Wallace and other MSNBC hosts also and guests routinely hyped the claims that Trump’s 2016 campaign colluded with the Russian government to defeat former Secretary of State Hillary Clinton. MSNBC repeatedly had Democratic Rep. Adam Schiff of California, who often made claims about alleged collusion between the 2016 Trump campaign and Russia, on the air.

The Steele Dossier, which was used to further allegations of collusion, was later discredited. Turley hit at Wallace, who dismissed the findings of special counsel John Durham which detailed FBI failures to vet the document before using it to obtain warrants under the Foreign Intelligence Surveillance Act to monitor communications by Carter Page and other associates of former President Trump during Trump’s successful 2016 campaign for the White House.

“Wallace and MSNBC pushed the false story of border agents whipping migrants in Texas,” Turley wrote about the September 2021 incident.
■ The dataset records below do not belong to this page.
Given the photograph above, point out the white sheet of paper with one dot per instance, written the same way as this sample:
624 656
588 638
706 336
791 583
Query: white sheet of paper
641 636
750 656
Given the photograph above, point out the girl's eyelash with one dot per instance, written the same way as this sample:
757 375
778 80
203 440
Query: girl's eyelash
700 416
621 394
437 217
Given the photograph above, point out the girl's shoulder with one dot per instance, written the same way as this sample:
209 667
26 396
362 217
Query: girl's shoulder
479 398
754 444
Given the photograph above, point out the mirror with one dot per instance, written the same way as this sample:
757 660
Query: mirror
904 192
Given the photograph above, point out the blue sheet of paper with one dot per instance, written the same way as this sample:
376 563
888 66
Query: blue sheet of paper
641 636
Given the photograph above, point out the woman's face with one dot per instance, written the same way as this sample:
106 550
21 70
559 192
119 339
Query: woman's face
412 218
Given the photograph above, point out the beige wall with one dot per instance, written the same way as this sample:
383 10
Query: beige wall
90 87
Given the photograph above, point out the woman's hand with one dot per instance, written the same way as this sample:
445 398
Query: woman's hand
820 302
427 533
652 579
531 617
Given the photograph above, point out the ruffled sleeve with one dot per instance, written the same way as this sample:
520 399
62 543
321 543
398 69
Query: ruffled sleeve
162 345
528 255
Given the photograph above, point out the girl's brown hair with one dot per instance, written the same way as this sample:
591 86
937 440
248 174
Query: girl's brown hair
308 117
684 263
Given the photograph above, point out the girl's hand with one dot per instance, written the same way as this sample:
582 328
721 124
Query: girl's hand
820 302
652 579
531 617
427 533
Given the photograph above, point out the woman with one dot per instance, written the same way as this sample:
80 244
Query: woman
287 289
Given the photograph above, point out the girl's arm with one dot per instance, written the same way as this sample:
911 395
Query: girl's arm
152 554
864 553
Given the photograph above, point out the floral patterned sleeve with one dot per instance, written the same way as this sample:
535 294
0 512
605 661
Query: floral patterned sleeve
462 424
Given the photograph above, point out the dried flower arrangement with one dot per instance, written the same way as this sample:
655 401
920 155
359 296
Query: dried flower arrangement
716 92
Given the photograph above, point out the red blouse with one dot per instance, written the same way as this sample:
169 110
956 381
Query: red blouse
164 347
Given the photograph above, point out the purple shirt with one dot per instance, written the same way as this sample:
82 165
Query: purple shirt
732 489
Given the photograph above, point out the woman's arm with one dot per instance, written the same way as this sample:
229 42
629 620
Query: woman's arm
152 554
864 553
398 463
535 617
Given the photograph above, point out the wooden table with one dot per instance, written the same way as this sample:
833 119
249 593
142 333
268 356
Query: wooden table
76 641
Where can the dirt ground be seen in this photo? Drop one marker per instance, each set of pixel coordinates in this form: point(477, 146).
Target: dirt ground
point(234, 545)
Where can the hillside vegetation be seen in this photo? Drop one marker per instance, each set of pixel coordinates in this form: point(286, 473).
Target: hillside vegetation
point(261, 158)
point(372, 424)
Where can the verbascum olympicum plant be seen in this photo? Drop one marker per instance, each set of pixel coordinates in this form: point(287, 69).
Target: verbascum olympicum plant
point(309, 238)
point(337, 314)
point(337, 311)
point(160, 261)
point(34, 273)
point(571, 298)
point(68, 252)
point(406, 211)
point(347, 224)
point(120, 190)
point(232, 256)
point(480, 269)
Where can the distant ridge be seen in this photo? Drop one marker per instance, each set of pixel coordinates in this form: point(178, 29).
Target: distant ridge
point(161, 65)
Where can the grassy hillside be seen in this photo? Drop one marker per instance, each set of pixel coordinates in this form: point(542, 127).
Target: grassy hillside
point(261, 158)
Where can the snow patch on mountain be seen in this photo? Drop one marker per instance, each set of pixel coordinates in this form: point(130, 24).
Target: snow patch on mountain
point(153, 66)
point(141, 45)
The agents involved in the incident were cleared of criminal charges in April 2022.

Emails obtained by the Heritage Foundation and shared with the DCNF in October 2022 revealed that Secretary of Homeland Security Mayorkas knew that the news photographer on the scene of the 2021 incident disputed claims that mounted Border Patrol agents whipped Haitian migrants.

“Many on the left now routinely call opposing views as spreaders of disinformation or conspiracy theories,” Turley wrote. “The Biden Administration has funded various groups to blacklist or bar those with opposing views as disinformation, malinformation, or misinformation.”

MSNBC and Wallace did not immediately respond to requests for comment from the DCNF.